Imbolc                                                             Valentine Moon

Ancientrailsgreatwheel.com is officially open today.  All Great Wheel postings, formerly posted here at ancientrails.com, will now be found at Great Wheel.  The first, the Imbolc entry, is on there now.

I’ve been posting to Great Wheel for some time, but decided to open it on Imbolc, the closest Great Wheel holiday to when Bill Schmidt helped me launch the website itself.

Mature Adults

Winter                                                                 Valentine Moon

Necessary but not necessarily pleasant work this morning.  Kate and I went through our health care directives, making sure they still reflected what we wanted.  Mostly.  We then read through our wills with a similar purpose in mind.  They’re seven years old.  We need to ask the boys what, if anything, they might want in our estate so we can enter that in a list for them.  We knew this seven years ago and somehow haven’t gotten around to it.  Is that Denial I hear rushing by?

We looked, too, at our trust instruments.  They, too, are mostly ok, but I still haven’t added Kate to our Vanguard account.  Again, I’ve had seven years to do it.  I promised I wouldn’t take any more than that amount of time before I got it done.

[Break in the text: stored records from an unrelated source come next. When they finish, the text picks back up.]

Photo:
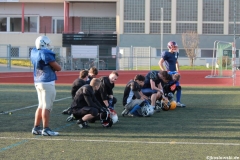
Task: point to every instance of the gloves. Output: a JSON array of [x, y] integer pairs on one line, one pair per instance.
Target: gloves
[[103, 109], [110, 102], [70, 118]]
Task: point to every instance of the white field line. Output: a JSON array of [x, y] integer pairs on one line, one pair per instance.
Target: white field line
[[112, 141], [31, 106]]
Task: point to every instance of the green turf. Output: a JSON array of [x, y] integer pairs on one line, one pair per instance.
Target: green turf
[[209, 126]]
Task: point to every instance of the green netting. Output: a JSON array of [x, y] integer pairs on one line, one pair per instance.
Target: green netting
[[223, 59]]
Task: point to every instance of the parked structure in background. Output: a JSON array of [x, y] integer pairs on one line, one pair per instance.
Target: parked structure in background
[[118, 28]]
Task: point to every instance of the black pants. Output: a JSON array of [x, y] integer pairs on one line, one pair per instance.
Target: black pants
[[78, 113]]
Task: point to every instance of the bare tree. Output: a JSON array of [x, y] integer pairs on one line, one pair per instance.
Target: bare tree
[[190, 42]]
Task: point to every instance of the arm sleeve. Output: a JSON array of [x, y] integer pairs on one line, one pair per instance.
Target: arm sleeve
[[89, 98], [134, 87], [163, 55], [48, 56]]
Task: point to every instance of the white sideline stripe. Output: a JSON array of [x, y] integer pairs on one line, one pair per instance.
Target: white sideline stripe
[[112, 141], [32, 106]]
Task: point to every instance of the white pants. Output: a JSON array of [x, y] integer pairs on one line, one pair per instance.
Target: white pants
[[46, 95]]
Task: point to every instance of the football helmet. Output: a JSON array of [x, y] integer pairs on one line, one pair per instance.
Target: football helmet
[[113, 116], [147, 110], [172, 46], [165, 104], [105, 119], [42, 42], [173, 105]]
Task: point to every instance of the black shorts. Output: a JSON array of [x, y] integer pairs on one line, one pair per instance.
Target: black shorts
[[79, 113]]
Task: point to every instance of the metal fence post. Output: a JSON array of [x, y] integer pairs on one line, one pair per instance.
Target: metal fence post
[[9, 56]]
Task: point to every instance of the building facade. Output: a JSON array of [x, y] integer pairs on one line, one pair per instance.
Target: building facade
[[136, 23]]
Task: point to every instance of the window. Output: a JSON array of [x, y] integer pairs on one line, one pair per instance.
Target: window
[[207, 53], [184, 27], [134, 27], [29, 51], [58, 25], [14, 24], [182, 53], [156, 28], [229, 53], [98, 24], [30, 24], [159, 53], [3, 24], [155, 10], [134, 9], [15, 52], [187, 10], [213, 10], [212, 28]]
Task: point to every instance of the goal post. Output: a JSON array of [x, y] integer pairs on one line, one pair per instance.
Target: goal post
[[223, 60]]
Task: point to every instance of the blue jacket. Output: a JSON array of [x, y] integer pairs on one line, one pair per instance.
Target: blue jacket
[[40, 59]]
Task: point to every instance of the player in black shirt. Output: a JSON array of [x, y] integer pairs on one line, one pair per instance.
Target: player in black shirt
[[153, 83], [78, 83], [133, 96], [86, 107], [92, 73], [105, 93]]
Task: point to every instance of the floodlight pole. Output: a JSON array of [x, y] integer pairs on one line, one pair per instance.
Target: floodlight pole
[[234, 45], [161, 30]]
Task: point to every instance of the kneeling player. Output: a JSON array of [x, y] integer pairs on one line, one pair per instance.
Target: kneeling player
[[133, 99], [86, 107]]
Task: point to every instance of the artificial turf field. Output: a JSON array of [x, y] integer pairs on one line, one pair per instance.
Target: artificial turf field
[[209, 127]]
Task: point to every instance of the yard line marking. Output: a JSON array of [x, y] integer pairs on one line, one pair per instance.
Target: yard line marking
[[6, 112], [13, 145], [112, 141]]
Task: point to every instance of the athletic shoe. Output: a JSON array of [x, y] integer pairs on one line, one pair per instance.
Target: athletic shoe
[[124, 112], [70, 118], [82, 124], [49, 132], [67, 111], [181, 105], [157, 109], [158, 106], [130, 115], [37, 130]]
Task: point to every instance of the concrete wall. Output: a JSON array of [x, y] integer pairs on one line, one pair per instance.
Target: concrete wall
[[153, 40]]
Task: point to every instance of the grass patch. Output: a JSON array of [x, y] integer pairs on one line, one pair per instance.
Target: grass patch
[[17, 62], [210, 119]]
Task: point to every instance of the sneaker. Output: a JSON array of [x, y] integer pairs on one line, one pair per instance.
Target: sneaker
[[49, 132], [82, 124], [37, 130], [130, 115], [70, 118], [180, 105], [124, 112], [158, 106], [67, 111], [157, 109]]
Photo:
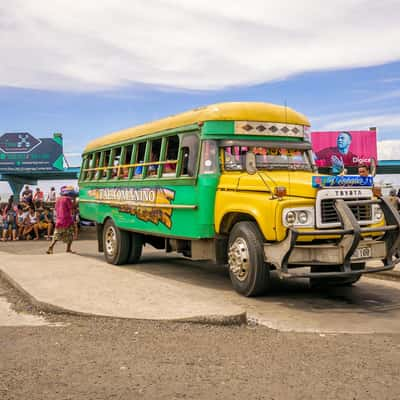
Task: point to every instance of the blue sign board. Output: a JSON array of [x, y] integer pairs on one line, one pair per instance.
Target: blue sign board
[[20, 151], [341, 180]]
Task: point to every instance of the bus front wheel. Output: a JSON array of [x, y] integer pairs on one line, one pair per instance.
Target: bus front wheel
[[248, 271], [115, 244]]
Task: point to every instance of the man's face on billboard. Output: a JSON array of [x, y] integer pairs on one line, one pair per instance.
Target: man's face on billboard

We also discussed funeral/celebration arrangements, coming to no firm conclusions, but with progress.  Asked some time ago to donate my body to medical science so they can investigate my inner-ear bones–no, seriously, I intend to but haven’t gotten around to filling out the forms.  Can you hear the beautiful blue Denial in the background?

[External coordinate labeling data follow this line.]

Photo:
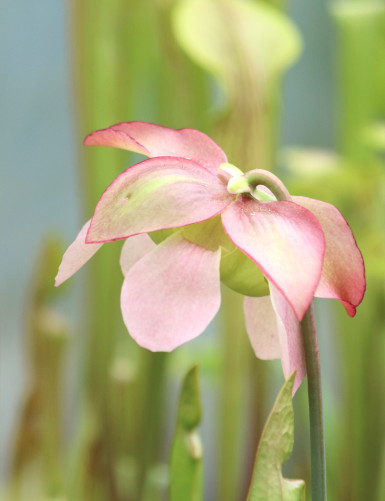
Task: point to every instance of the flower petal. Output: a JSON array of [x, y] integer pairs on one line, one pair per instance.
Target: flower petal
[[343, 272], [77, 254], [157, 141], [290, 338], [262, 328], [285, 240], [134, 248], [155, 194], [171, 294]]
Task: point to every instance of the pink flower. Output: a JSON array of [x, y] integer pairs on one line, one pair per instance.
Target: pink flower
[[217, 227]]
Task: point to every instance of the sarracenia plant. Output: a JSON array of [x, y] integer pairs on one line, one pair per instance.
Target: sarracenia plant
[[191, 220]]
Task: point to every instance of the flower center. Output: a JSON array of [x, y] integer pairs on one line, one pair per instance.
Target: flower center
[[238, 182]]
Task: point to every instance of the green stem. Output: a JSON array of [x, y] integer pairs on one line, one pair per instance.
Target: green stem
[[317, 440]]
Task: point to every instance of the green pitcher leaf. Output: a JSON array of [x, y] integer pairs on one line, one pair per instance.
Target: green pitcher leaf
[[274, 450], [186, 453], [228, 36]]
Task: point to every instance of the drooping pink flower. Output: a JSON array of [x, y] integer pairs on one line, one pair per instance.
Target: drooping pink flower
[[222, 228]]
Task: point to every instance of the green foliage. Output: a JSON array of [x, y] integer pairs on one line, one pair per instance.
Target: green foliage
[[228, 36], [274, 450], [186, 453]]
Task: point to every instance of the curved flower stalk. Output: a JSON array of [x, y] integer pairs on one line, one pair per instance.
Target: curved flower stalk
[[192, 220]]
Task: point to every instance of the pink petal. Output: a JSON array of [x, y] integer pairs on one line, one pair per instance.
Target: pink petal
[[290, 338], [262, 328], [77, 254], [343, 273], [157, 141], [285, 240], [171, 294], [134, 248], [156, 194]]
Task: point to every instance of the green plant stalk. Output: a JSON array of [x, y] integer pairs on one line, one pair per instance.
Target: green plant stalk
[[317, 438]]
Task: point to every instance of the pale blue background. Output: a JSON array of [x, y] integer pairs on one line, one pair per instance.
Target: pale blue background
[[39, 188]]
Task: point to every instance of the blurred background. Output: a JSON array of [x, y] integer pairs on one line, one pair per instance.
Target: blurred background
[[288, 86]]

After this we made a list of matters around the house that need attention.  We’ve lived here 20 years and though we’ve kept with major things:  new furnace, air conditioner, roof, siding, dishwasher for example, there are many smaller things.  Our outdoor trim needs painting and in some places replacement.  A lock here.  A light fixture there.  Handyman sort of things.  We have a guy.  A few garden things.  Laying down woodchips in the vegetable garden.  Pruning the orchard.  Javier work.

Painting living room, kitchen, hall and master suite plus repairing that settling crack we’ve had for, what?  20 years?  Finishing Touch painters.

Changing light bulbs and cleaning out the garage.  Kate and me.

After all this responsible adult stuff, we went for lunch at Azteca, our favorite Mexican joint.